Caillassages, incendies : au coeur d’un sous tension
Nice-Matin a pu embarquer avec le commandant de la compagnie de gendarmerie de Nice. Reportage au coeur d’une soirée de guérilla urbaine à distance, sans affrontements directs
Le choc nous a tous surpris. Le pavé est venu s’écraser sur le toit de la Peugeot 2008 banalisée de la gendarmerie. Un bruit sourd, impressionnant. Il est 23 h 20 dans la montée mal éclairée du quartier des Vignasses à La Trinité. Le commandant de compagnie ordonne de quitter le secteur. Seul, l’équipage de deux personnes avec lequel je suis embarqué reste vulnérable. Romain Vezin envoie immédiatement plusieurs patrouilles, dont le Peloton de surveillance et d’intervention (Psig). Quelques minutes plus tôt notre véhicule avait planqué là après une coursepoursuite infructueuse dans le parking d’Auchan La Trinité. Un gymkhana entre les piliers pour retrouver deux présumés incendiaires. Est-ce eux qui nous ont caillassés ? Douze personnes ont été interpellées hier à Nice, de nombreuses autres dans le département.
Un 31 qui sent la poudre
Couvre-feu, tensions sociales, économiques, réveillon de la Saint-Sylvestre : cette soirée du 31 sentait la poudre. Le commandant Romain Vezin, saint-cyrien de 31 ans, originaire de la région bordelaise et nommé début octobre, gère l’impressionnant dispositif de la compagnie de Nice avec autorité et décontraction. Il vaut mieux. Dès 22 heures, la tension monte d’un cran. Dans le quartier de l’Ariane, que nous sillonnons, des carcasses de voitures fumantes jonchent les carrefours. Police et gendarmerie croisent des camions de pompiers appelés en dix endroits au même moment. Une ambiance guérilla urbaine saisissante. Dans les Alpes-Maritimes, près de 25 véhicules ont été incendiés. Les sapeurs-pompiers sont intervenus pour près de 111 feux de détritus. Rien que sur la ville de Nice, près de 45 feux de poubelles ont été recensés et 17 voitures mises à feu. Nous n’avons pas été les seuls à avoir été caillassés. Des équipages de police et de gendarmerie l’ont été à Nice, Drap ou à l’ouest du département. Un policier a été blessé à Cannes. Quatre engins de soldats du feu de la caserne de Bon Voyage à Nice ont été pris pour cible, sans faire de blessés. Des dépôts de plainte du Service départemental d’incendie et de secours (Sdis) sont en cours.
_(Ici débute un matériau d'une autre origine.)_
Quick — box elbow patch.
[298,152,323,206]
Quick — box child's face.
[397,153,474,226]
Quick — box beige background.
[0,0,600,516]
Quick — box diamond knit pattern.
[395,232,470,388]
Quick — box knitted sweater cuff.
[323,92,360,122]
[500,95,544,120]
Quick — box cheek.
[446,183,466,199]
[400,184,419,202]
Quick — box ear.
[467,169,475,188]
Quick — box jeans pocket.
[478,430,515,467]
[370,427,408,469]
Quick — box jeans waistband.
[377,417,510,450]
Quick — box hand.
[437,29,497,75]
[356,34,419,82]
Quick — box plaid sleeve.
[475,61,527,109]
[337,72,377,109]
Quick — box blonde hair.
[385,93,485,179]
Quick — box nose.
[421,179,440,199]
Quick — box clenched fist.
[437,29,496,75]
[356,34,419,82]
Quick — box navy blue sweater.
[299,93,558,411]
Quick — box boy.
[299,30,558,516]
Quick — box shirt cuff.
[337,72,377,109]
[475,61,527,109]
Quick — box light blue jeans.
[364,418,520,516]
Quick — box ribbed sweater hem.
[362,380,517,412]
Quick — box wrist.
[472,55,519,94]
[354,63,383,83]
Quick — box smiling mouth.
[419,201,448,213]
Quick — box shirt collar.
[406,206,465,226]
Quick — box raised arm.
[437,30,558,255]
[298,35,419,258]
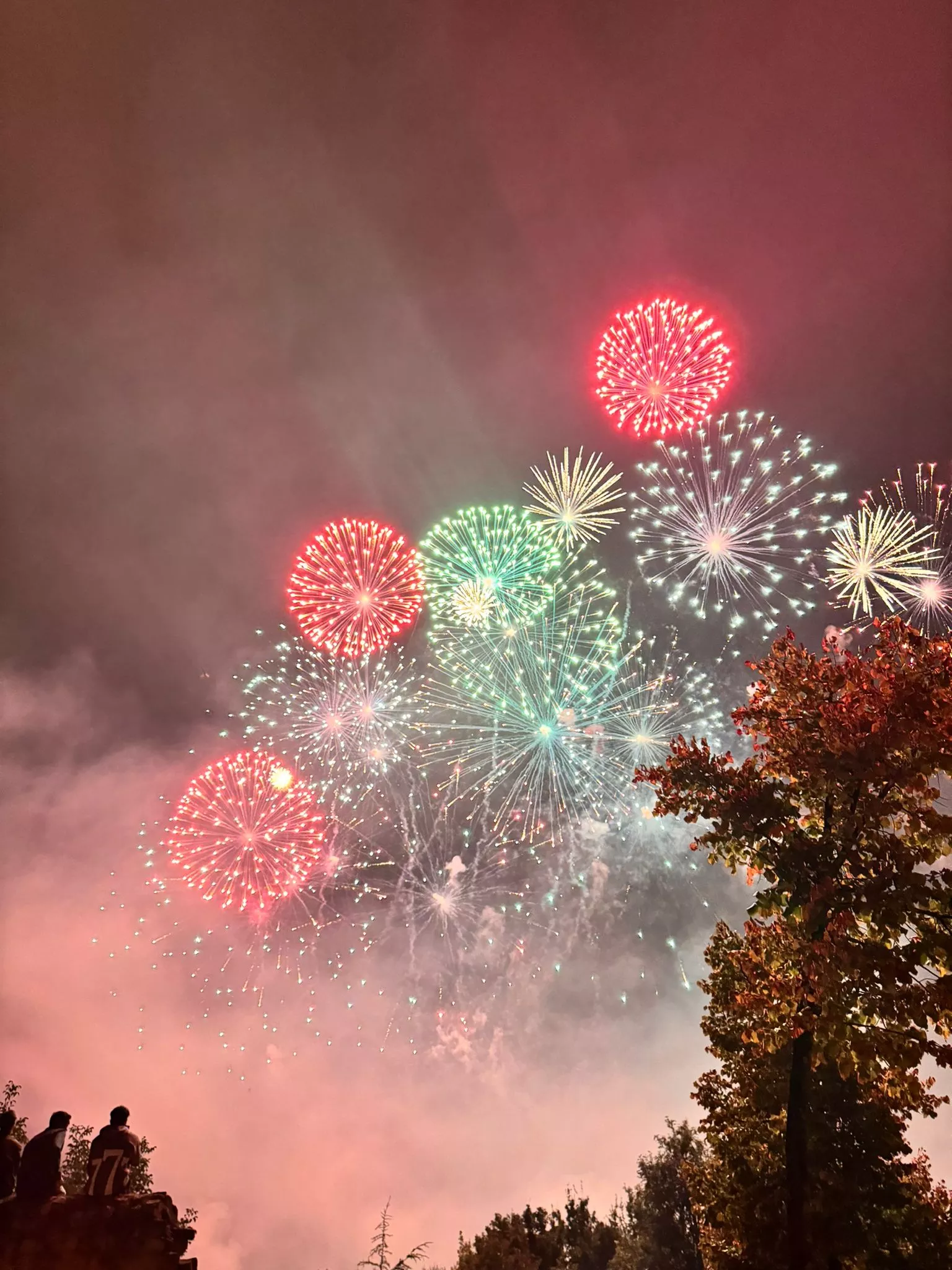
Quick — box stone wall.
[0,1192,198,1270]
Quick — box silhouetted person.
[0,1111,23,1199]
[86,1108,142,1195]
[17,1111,71,1204]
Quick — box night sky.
[0,0,952,737]
[0,0,952,1270]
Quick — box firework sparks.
[420,507,561,626]
[288,520,423,657]
[863,464,952,635]
[604,635,723,773]
[237,640,420,789]
[523,446,622,546]
[631,413,845,633]
[421,587,625,837]
[826,507,937,617]
[162,753,324,912]
[596,300,731,435]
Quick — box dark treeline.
[441,618,952,1270]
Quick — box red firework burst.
[288,520,423,657]
[596,300,731,437]
[162,753,324,912]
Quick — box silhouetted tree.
[457,1194,615,1270]
[610,1120,705,1270]
[636,618,952,1270]
[356,1200,429,1270]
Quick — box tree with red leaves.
[635,618,952,1270]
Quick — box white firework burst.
[606,635,723,773]
[523,446,624,546]
[826,505,937,617]
[631,412,845,633]
[863,464,952,635]
[236,639,420,789]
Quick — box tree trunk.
[783,1032,814,1270]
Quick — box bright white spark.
[826,507,935,617]
[523,446,624,546]
[452,578,496,626]
[631,412,845,631]
[863,464,952,635]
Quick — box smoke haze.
[0,0,952,1270]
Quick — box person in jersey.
[0,1110,23,1199]
[86,1108,141,1196]
[17,1111,73,1204]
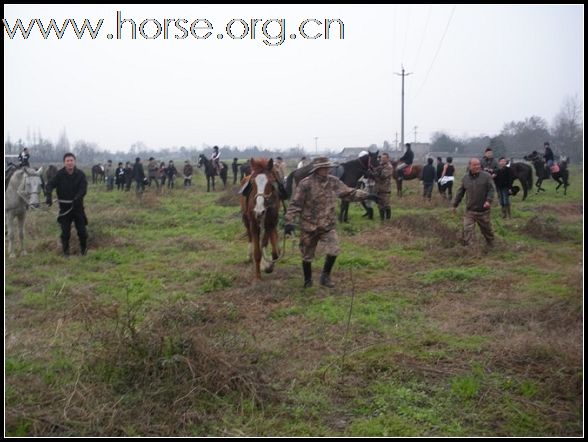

Les gendarmes que j’accompagne – qui ont laissé leurs familles à la maison – sont rodés à ces soirées sous tension.
Une guérilla urbaine
Le contact épais du gilet pare-balles et le casque – le même équipement que les gendarmes – me rassurent. Ça pue le traquenard à plein nez. Les auteurs pratiquent le harcèlement urbain. A notre arrivée, des ombres masquées, encapuchonnées, s’évanouissent en un clin d’oeil dans les entrées d’immeuble. À minuit pétante, nous sommes dans le quartier du Manoir, aux confins de l’Ariane. Quelques « Allah akbar » isolés ont fusé. Mais les habitants de ces quartiers ne sont en rien responsables de la poignée de délinquants qui pourrissent leur quotidien. Les familles lancent d’enthousiastes « Bonne année ». Des milliers de feux d’artifice embrasent le ciel. Au coeur de ce son et lumière, le Psig Sabre, une unité d’intervention spécialisée, a pris position, lourdement armé. Face à nous, un barrage constitué de planches, de fauteuils et bornes de chantier a été dressé sur la route. Les militaires s’y engagent, essuient des tirs de mortier. Un seul de ces pétards peut arracher une main, voire pire. Le Psig dégage la route. Dans cette soirée folle, la gendarmerie départementale, commandée par le colonel Nasser Boualam, a aussi dressé 60 procès-verbaux pour non-respect du couvre-feu et contrôlé l’alcoolémie.
Vers deux heures du matin, la pluie finira par doucher les dernières velléités. Ce harcèlement des « voyous » du 31, selon ses mots, a fait réagir le député des Alpes-Maritimes, Eric Ciotti, sur Twitter.
« Des ennemis de la République », pour Anthony Borré, premier adjoint de Nice, qui a annoncé des procédures pour expulser les auteurs.